Na passada segunda-feira, Manuel Veiga Peixoto voltou a comprar o JN para o colocar à disposição dos clientes do seu café, no Centro Comercial Lafayette, em Braga. Acedeu ao pedido de vários frequentadores do espaço, que começam a retomar os hábitos que tinham antes da pandemia da covid-19. É o caso de Valdemar Castro [na foto] , 90 anos, que diz: “Já tinha saudades de ler o jornal no café”.

“O papel não traz doença”, afirma o bracarense, que passa cerca de duas horas diárias a ler as notícias. Ele e outros clientes ansiavam que Manuel Peixoto voltasse a trazer o JN e uma publicação regional para as mesas do estabelecimento.

“Eu sou o primeiro leitor, depois deixo os jornais disponíveis para os outros”, conta o proprietário, sublinhando que passou a ir ao quiosque comprar os títulos, “desde que disseram na televisão que não era contagioso”.

“Tenho desinfetante à porta e as pessoas são muito cuidadosas”, nota Manuel Peixoto, confessando que tem menos clientes, desde que reabriu portas, mas ainda há quem pare no café Veiga “só para ler o “Notícias””. “Há 30 anos que tenho o jornal no café. Só deixei de comprar estes três meses em que estive fechado”, conta.

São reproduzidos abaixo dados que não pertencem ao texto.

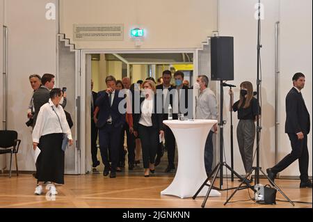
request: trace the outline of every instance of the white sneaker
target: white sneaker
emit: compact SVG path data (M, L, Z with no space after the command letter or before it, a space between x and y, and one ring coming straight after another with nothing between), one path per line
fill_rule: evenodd
M57 195L58 191L56 191L56 187L51 186L50 189L49 189L50 191L51 195Z
M37 186L36 189L35 189L35 194L40 195L42 193L42 186L39 185Z

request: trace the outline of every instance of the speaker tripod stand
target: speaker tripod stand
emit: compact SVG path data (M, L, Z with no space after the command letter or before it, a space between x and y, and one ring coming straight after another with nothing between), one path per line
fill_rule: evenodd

“Quem vem cá, lê sem receios”

Desde que o café onde trabalha reabriu, depois do confinamento, Vítor Lima tem reparado que os clientes voltaram a ler o jornal. “Estão a regressar aos poucos e comentam que sentiam saudades de passarem aqui um tempo a ler.

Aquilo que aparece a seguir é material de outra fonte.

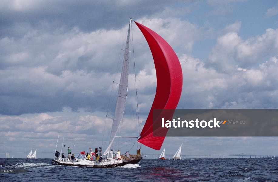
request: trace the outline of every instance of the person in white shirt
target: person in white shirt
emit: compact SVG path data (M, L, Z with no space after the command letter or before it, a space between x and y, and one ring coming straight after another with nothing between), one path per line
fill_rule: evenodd
M118 158L119 160L119 161L120 161L120 158L121 158L121 153L120 152L119 150L118 150L118 152L117 152L117 155L116 156L116 157Z
M113 158L113 150L111 150L111 151L110 151L110 155L111 156L111 158Z
M99 157L101 156L101 148L100 147L99 148L99 153L98 153Z

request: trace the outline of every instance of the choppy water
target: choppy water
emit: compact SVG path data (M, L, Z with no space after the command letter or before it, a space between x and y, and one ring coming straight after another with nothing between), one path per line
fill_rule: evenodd
M0 158L0 167L28 169L0 174L3 181L278 181L278 158L142 159L110 169L53 166L51 159Z

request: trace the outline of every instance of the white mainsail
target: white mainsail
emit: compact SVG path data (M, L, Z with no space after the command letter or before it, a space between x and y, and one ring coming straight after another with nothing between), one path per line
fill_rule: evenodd
M127 95L128 81L129 32L130 30L130 25L131 24L132 20L132 19L130 19L128 32L127 33L127 38L126 39L126 50L125 51L123 62L122 64L122 74L121 75L121 79L120 80L119 90L118 91L118 97L117 98L117 102L116 103L116 108L115 109L115 113L114 114L114 118L113 119L111 134L110 136L109 145L103 154L103 155L107 154L110 150L110 148L114 141L114 139L116 136L117 131L119 128L120 123L122 118L122 116L123 115L125 108L126 107L126 96Z
M32 155L32 156L31 156L31 158L33 158L34 159L36 158L36 155L37 154L37 149L36 149L36 150L35 150L35 152L33 154L33 155Z
M179 150L178 150L178 151L177 151L176 152L176 153L175 154L175 155L172 158L172 159L173 159L175 158L180 158L180 154L182 152L182 145L183 143L182 143L182 144L180 145L180 147L179 148Z
M26 157L26 158L30 158L31 157L31 156L32 156L32 150L31 150L31 151L30 152L30 153L29 153L29 154L28 154L28 155L27 156L27 157Z
M165 148L163 149L163 151L162 151L162 153L161 153L161 154L160 155L160 156L159 156L159 158L158 158L160 159L162 157L165 158Z

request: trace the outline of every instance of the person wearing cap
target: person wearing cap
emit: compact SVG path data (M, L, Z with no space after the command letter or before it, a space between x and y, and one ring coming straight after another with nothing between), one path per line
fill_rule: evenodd
M93 160L93 156L95 156L95 157L96 157L95 156L95 154L94 152L92 152L92 153L91 153L91 155L90 155L91 156L91 160Z
M65 160L65 155L64 155L64 153L62 154L62 161L64 161Z
M117 152L117 155L116 157L118 158L119 160L119 161L120 161L120 158L121 158L121 153L119 150L118 150Z
M111 156L111 158L113 158L113 150L112 149L111 150L111 151L110 151L110 156Z
M74 161L75 160L76 160L76 159L75 159L75 157L74 157L74 154L73 154L72 155L72 157L70 157L70 158L72 160L72 161Z
M68 147L68 154L69 153L71 150L72 149L70 148L70 147Z
M70 152L68 154L68 158L70 160L70 156L71 155L72 153Z
M137 156L139 157L139 156L140 156L140 157L141 157L141 154L140 154L140 153L141 152L141 150L140 149L138 149L137 150Z
M83 156L82 156L82 155L84 155L85 156L86 155L86 153L85 151L82 151L79 153L79 155L78 156L78 157L77 157L78 159L80 159L79 157L81 157L81 158L83 159Z
M125 154L125 155L128 158L129 160L130 160L130 156L129 156L129 153L128 151L126 151L126 153Z
M91 155L89 154L89 153L87 152L87 154L86 155L86 157L85 157L85 159L86 160L90 160L91 159Z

Muitos fazem-no enquanto esperam por alguém que está numa consulta médica, explica o funcionário do estabelecimento a poucos metros das Torres de Lisboa, onde funciona um hospital. Nuno Ambrósio [na foto], dono do café, acrescenta que ainda há poucos clientes, mas “quem vem cá, lê os jornais sem receios”.

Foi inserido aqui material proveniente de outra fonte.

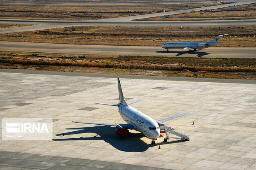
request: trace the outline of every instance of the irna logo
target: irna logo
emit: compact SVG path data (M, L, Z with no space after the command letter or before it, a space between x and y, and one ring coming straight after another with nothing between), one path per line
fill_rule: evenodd
M52 119L41 118L3 119L3 140L51 140Z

Não é o caso de Jorge Guimarães, 65 anos, que utiliza luvas durante a leitura por precaução. “Temos de ter mais cuidados. Há muitas pessoas a mexer nos jornais, mas não deixo de vir e ler, claro”, explica o morador em Benfica há mais de 40 anos. O cliente habitual do café Zêzere passa por ali a manhã e os jornais diários são a sua companhia matinal.

Em geral, em Lisboa – onde apenas alguns estabelecimentos situados nas zonas mais turísticas não abriram, ou os que o fizeram estão a sentir muitas dificuldades na retoma – , os cafés voltaram a ter jornais , até porque, reconhecem os proprietários, são “um chamariz”.